This item can be described as a home charm. Buddhist charms can be used to maintain well-being and harmony in the family, to protect from harm from outside, to remove obstacles in spiritual practice or, as in this case, to attract and preserve well-being.
To make a home charm, a beautiful vessel of characteristic shape is chosen and filled with special items that can include suitable substances and scrolls of mantras. Then the filled vase is sanctified and sealed in the process of a special ritual corresponding to the goals set and the deities participating in the ritual. It should be noted that rituals of this kind are held in monasteries, where the appropriate ritual school is preserved for centuries and the line of continuity of the corresponding knowledge is not interrupted. Therefore, the choice of a suitable supplier in this case imposes a special responsibility on our store, since this is the case when it is necessary to beware of counterfeits.

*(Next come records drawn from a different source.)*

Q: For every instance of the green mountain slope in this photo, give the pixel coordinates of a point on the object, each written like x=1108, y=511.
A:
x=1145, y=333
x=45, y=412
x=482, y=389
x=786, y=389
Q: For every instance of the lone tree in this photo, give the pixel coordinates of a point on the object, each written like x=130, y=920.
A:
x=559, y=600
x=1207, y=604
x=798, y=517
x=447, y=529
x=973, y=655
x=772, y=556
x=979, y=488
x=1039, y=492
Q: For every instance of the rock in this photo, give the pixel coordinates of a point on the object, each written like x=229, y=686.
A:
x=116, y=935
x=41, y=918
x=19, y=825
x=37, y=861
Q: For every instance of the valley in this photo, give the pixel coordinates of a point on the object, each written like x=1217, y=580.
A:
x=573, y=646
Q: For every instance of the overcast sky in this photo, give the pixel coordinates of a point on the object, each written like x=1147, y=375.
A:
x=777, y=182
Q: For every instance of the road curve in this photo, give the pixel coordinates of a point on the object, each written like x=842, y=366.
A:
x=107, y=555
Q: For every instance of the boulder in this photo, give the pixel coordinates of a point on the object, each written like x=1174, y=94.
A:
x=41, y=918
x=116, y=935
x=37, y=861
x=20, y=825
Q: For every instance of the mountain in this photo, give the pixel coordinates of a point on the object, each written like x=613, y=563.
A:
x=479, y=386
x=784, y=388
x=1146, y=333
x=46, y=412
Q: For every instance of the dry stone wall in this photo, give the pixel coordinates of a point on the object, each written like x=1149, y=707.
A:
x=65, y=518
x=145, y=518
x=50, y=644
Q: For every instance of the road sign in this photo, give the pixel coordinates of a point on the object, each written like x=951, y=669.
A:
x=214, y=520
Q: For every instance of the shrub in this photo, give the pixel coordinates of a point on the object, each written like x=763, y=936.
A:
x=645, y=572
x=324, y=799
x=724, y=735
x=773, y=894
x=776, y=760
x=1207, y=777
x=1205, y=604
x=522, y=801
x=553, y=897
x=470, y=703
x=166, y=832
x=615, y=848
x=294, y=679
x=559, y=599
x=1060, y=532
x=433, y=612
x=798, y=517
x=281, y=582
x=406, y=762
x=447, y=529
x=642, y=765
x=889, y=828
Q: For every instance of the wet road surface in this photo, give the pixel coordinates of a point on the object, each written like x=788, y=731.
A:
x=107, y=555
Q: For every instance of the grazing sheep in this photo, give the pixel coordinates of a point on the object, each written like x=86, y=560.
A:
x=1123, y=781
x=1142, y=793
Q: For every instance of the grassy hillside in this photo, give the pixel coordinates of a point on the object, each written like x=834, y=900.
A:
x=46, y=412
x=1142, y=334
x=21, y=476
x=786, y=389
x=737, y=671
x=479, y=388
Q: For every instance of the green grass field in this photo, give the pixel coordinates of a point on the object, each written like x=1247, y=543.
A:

If you take a closer look at the meaning of the charm slightly deeper, you should understand that, according to the Buddhist teachings, every person gets any result when maturing the appropriate causes and favorable conditions. By itself, such protection of the house - it is not the reason for welfare. However, the ripening of causes without sufficient collection of favorable conditions can stretch for too long, and we can not wait for the result. In addition, if we make an offering to a monastery - this is already becoming an independent reason for a good result. Therefore, if the amulet is made and acquired in the right way, it can be an effective favorable condition for the achievement of the set goals.
These vases are made by a sakya master in a monastery located close to Manigango, not far from Derge. The monastery itself is quite ancient (it was founded in 1767), and the area where it is located was least affected during the years of the cultural revolution, and can rightfully be considered the center of the revival of Tibetan culture.
The vase is decorated with the image of Jambhala, a Buddhist deity of wealth, and Eight Auspicious symbols, which in general mean a life without troubles and in harmony with Buddhist teachings.